Thread: what would I use to count number of words

  1. #1
    Registered User
    Join Date
    Apr 2007
    Posts
    45

    what would I use to count number of words

    quick question, I have a string

    Code:
    int main ( )
    {
    char string [ 25 ] = "Hello My  Name  is   Ben";
    
    }
    How would I count the number of words in the string? I tried counting the number of spaces but if they put more than one space between each word It would throw me off.

    Thanks in advance.

  2. #2
    Deathray Engineer MacGyver's Avatar
    Join Date
    Mar 2007
    Posts
    3,210
    How would you do it yourself?

    Count spaces, but ignore all spaces preceeded by a space.

  3. #3
    Registered User
    Join Date
    Apr 2007
    Posts
    45
    how in the heck would you ignore spaces after a space?

  4. #4
    Deathray Engineer MacGyver's Avatar
    Join Date
    Mar 2007
    Posts
    3,210
    Here's some pseudo-pseudocode:

    Code:
    lastchar = '\0'
    Loop for length of string
    	if currentchar = ' ' AND lastchar != ' '
    		count++;
    	lastchar = currentchar
    Edit: Oh, and you probably want to add one to count when you're done. But even then, this is making some assumptions about the string it'll be analyzing.
    Last edited by MacGyver; 04-27-2007 at 12:48 PM.

  5. #5
    Registered User
    Join Date
    Apr 2007
    Posts
    45
    Isnt there a way to break up a string into tokens?

  6. #6
    C++ Witch laserlight's Avatar
    Join Date
    Oct 2003
    Location
    Singapore
    Posts
    28,413
    Yes, with strtok().
    Quote Originally Posted by Bjarne Stroustrup (2000-10-14)
    I get maybe two dozen requests for help with some sort of programming or design problem every day. Most have more sense than to send me hundreds of lines of code. If they do, I ask them to find the smallest example that exhibits the problem and send me that. Mostly, they then find the error themselves. "Finding the smallest program that demonstrates the error" is a powerful debugging tool.
    Look up a C++ Reference and learn How To Ask Questions The Smart Way

  7. #7
    Registered User
    Join Date
    Apr 2007
    Posts
    45
    and you use strtok how?

  8. #8
    Registered User
    Join Date
    Apr 2007
    Posts
    141
    Think of the problem in terms of state machines. For simplicity I'll describe a Moore type state machine that would do the trick. (A Mealy type would be more efficient and I recommend you convert this to Mealy.) In each state there will be an action that is performed (e.g. increment the word count) and a set of conditions that dictate transitions to new states.

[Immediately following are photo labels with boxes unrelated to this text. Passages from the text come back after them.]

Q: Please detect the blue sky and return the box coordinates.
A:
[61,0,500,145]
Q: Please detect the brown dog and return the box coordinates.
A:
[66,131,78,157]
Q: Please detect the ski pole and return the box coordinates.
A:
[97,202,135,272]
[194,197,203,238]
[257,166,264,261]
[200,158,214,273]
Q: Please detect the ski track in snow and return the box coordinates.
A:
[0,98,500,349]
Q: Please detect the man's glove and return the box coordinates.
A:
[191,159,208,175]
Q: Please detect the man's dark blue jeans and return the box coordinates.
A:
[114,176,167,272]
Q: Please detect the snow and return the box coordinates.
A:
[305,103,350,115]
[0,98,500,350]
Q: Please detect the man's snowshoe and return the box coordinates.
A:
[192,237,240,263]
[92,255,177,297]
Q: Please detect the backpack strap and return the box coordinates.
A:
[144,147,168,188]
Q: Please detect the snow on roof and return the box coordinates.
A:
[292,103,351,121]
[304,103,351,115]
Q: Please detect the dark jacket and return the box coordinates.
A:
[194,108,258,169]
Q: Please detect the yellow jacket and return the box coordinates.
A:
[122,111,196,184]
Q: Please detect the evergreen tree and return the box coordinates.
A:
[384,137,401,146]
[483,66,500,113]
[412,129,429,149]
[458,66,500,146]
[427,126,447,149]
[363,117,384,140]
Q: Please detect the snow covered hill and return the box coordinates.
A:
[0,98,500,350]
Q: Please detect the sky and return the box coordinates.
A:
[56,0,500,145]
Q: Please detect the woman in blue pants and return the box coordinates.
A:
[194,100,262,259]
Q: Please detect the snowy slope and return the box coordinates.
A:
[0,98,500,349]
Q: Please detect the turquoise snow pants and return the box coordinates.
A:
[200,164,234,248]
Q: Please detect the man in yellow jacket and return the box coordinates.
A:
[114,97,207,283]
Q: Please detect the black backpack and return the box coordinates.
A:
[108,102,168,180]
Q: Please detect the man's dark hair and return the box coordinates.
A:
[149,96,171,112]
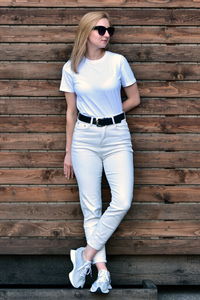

    Here are some proposed states:

    StartWord: (Occurs when we first detect a word)
    Action: increment word counter
    whitespace: go to White state
    ascii: if not white go to Word state

    White: (Occurs when we are processing white characters (e.g. space, tab newline etc.))
    Action: none
    whitespace: go to White state
    ascii: go to StartWord

    Word: You can figure this out yourself.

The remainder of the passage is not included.